The Cosmic Wheel Sisterhood takes players to a compelling new world in Fortuna's asteroid home. What thoughts went into designing this magical, otherworldly place?

González: Fortuna’s little house is a central piece in the game since it’s something that's almost always on the screen and it’s essential for the mood of the game. Initially it was going to be a single room, but soon we had the idea of a two-story house to separate different spaces. Upstairs for receiving guests, and downstairs a more intimate room with Fortuna’s bed and an altar to craft her cards. I included many decorations to make you think about her life and what she has been doing at home for 200 years. One of the most important things in designing the house (and the whole game really) is the colors, and from the beginning I was sure that I wanted this purple palette, but the specific tones changed a lot during development until the final result.

The game is also filled with compelling characters. What thoughts went into making so many different, striking witches and people for Fortuna to meet? What thoughts went into creating their visual designs and fashion styles?

de Paco: Every witch tries to embody a different aspect, role, or prominent characteristic, that a member of a community can have, since community was one of the main themes of this game. We started out deciding what topics we wanted to explore, and what kind of characters would be better vehicles to talk about them. Then we'd decide on what kind of powers and specialties these witches would have that reinforced the ideas they were meant to embody.

A design sheet on the creation of a magical deer-like humanoid creature

González: For the visual part, Ivan Papiol was again a key element in this process. Jordi would write a very short bio for every witch, define the concepts they were meant to represent, and a moodboard of 4 or 5 images. Then I'd get Ivan's concept art and work on the pixel art implementation and all of their animations to make them feel alive while you were talking to them.

Regarding fashion, we tried to capture currents from many different cultures on earth since most Witches in the game ascended from different moments and locations in human history.
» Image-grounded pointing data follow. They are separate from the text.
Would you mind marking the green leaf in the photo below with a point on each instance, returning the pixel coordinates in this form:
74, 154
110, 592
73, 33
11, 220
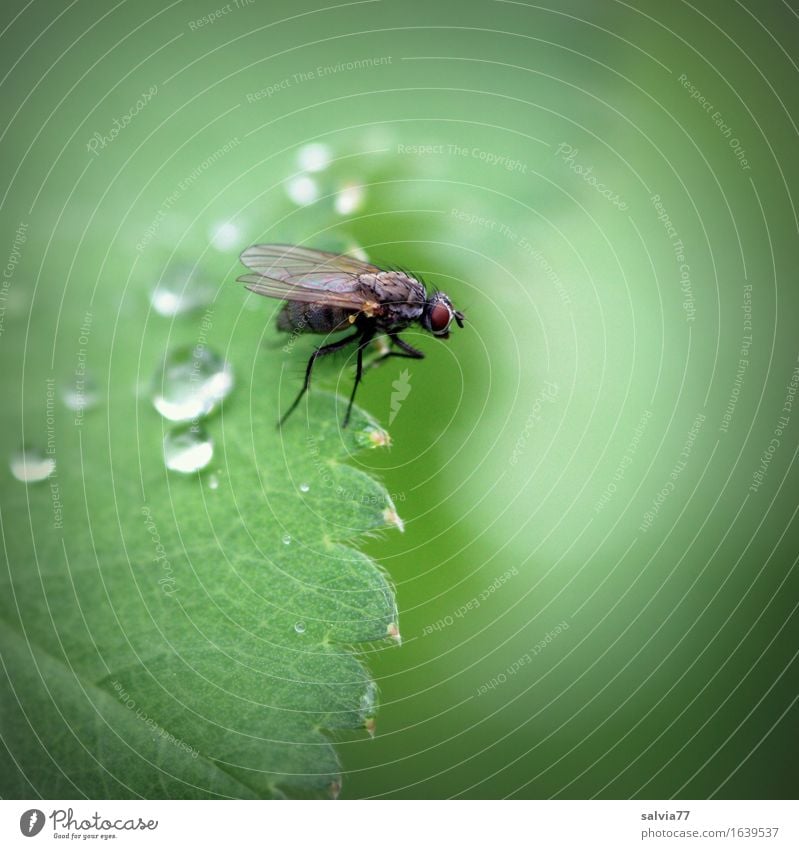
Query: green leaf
184, 635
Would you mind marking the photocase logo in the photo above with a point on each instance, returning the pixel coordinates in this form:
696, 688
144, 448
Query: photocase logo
31, 822
402, 388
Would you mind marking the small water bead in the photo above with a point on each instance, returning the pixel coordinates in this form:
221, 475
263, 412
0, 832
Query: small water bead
191, 383
30, 465
314, 157
187, 449
349, 199
181, 292
302, 190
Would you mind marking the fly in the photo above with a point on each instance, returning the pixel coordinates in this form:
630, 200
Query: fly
330, 293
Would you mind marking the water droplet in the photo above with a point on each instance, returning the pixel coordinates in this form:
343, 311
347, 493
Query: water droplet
314, 157
187, 449
225, 236
377, 437
391, 517
180, 292
349, 199
302, 190
80, 393
393, 631
30, 465
191, 383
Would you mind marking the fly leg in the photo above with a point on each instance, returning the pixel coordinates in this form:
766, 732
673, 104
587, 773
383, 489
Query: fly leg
319, 352
406, 350
366, 338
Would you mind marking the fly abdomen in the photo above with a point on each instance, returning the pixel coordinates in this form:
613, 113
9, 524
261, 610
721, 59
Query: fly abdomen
299, 317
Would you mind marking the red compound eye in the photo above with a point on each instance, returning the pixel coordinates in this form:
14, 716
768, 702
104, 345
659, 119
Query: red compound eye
440, 317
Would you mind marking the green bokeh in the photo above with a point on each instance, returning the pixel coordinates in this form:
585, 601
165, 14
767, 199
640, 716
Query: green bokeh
533, 444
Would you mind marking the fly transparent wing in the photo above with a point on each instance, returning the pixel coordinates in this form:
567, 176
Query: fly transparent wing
312, 293
292, 264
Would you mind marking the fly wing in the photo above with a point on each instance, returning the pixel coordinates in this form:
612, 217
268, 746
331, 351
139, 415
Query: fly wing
293, 264
310, 293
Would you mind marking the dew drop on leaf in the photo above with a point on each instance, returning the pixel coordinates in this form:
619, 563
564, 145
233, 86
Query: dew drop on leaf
30, 465
192, 381
180, 292
187, 449
302, 190
349, 199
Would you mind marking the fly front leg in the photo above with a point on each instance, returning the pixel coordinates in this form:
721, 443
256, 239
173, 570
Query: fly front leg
406, 350
319, 352
366, 338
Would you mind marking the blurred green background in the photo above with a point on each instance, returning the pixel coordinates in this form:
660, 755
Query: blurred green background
597, 584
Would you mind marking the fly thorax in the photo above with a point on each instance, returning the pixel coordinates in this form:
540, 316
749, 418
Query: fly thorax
402, 298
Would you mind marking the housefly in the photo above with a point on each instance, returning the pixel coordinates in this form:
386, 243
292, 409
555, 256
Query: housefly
330, 293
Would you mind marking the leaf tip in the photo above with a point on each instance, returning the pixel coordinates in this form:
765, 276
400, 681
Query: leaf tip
391, 517
376, 437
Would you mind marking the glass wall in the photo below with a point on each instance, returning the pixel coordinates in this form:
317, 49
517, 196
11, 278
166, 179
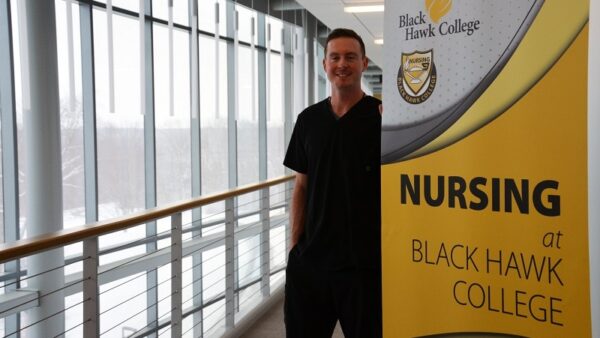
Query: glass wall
142, 72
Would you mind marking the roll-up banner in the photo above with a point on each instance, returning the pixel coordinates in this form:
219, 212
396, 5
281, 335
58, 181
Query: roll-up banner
485, 169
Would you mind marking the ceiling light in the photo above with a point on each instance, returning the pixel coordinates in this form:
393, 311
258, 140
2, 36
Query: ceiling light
363, 9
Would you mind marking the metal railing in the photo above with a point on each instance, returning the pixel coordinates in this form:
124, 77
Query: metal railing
212, 269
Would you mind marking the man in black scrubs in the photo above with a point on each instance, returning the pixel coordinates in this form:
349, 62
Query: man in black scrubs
334, 266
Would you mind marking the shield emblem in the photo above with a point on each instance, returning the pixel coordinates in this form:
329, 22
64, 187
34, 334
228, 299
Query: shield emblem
416, 70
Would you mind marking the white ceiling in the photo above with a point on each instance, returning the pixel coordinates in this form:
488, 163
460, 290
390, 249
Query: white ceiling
368, 25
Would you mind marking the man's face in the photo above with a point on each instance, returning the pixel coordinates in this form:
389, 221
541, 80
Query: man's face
344, 62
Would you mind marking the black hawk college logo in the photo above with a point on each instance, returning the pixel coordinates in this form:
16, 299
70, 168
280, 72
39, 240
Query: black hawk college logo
416, 76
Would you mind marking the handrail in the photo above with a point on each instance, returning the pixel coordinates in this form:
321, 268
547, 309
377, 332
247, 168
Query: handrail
24, 247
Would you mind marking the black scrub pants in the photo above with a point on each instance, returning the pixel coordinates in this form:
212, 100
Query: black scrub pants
316, 300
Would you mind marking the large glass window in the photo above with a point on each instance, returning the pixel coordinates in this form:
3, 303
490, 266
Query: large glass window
213, 116
275, 132
120, 134
160, 10
173, 140
71, 114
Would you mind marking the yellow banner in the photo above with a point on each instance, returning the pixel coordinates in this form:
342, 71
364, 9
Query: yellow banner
488, 233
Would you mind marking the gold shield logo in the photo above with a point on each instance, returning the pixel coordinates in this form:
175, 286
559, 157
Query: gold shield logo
417, 76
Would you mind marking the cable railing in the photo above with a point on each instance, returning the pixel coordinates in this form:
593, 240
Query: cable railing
197, 278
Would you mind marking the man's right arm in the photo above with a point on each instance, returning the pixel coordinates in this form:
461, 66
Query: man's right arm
298, 207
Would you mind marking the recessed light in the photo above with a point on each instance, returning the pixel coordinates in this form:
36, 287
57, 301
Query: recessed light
363, 9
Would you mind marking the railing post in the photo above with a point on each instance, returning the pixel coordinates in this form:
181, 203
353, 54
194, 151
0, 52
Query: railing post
91, 312
229, 263
176, 257
289, 187
265, 219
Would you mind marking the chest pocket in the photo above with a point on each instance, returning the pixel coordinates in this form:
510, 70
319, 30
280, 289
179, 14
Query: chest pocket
364, 144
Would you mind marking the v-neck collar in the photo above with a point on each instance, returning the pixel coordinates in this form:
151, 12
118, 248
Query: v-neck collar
334, 115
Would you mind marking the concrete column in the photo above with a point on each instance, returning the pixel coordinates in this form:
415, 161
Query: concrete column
43, 172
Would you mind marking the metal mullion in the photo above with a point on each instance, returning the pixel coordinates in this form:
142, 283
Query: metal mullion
265, 265
147, 109
262, 154
288, 116
176, 257
229, 263
262, 100
90, 149
196, 158
9, 153
90, 289
232, 145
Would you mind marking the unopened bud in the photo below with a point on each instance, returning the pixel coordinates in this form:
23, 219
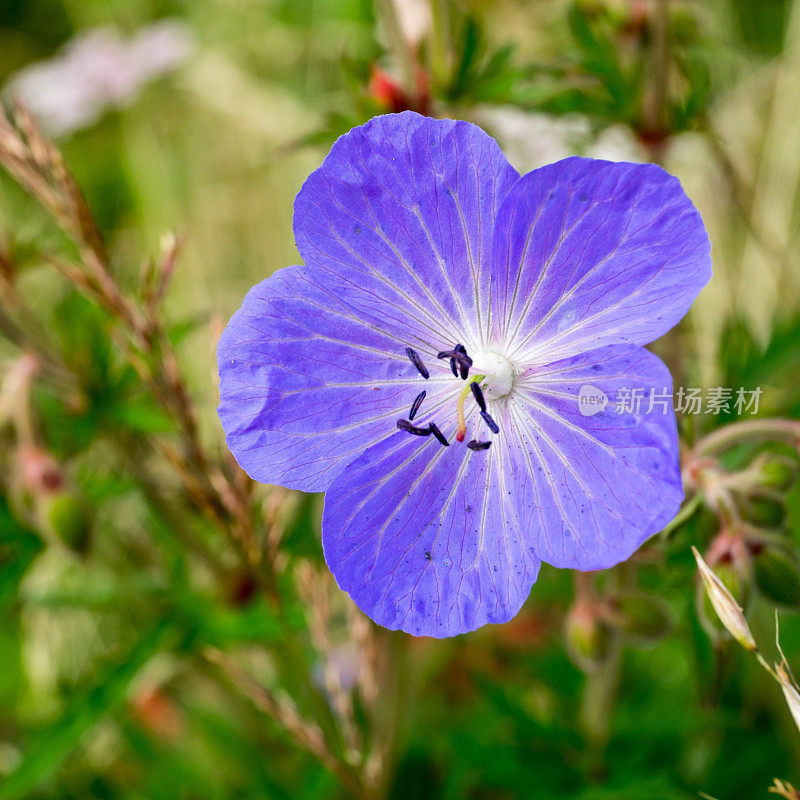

But also, some of them had to feel otherworldly, so we referred to nature and space for inspiration.

Likewise, what ideas went into the music for the game to strengthen the game’s otherworldly visuals and deeply-familiar human connections?

Ruiz: We had very clear from the beginning that each character needed its own track, and each track should be able to work with all the possible emotions the characters can have while also showing their personality. I would say that's how it worked for the whole project, including the cutscenes tracks... expressing emotion, not being afraid of a wide musical range, but also retaining a core "Cosmic Wheel Sisterhood" sound. It was hard, but I feel that I was able to do it and I'm happy about how it all came together.

What do you hope players take away from the ways in which their fortunetelling can change a digital life?

de Paco: The creative thinking. Widening your tools to reflect about anything. We've used Tarot to come up with ideas during a game jam or to explore our inner muse and find out what we'd love to work on. Much like in the game, divination is not only about looking into the future; it can be a transformation spell.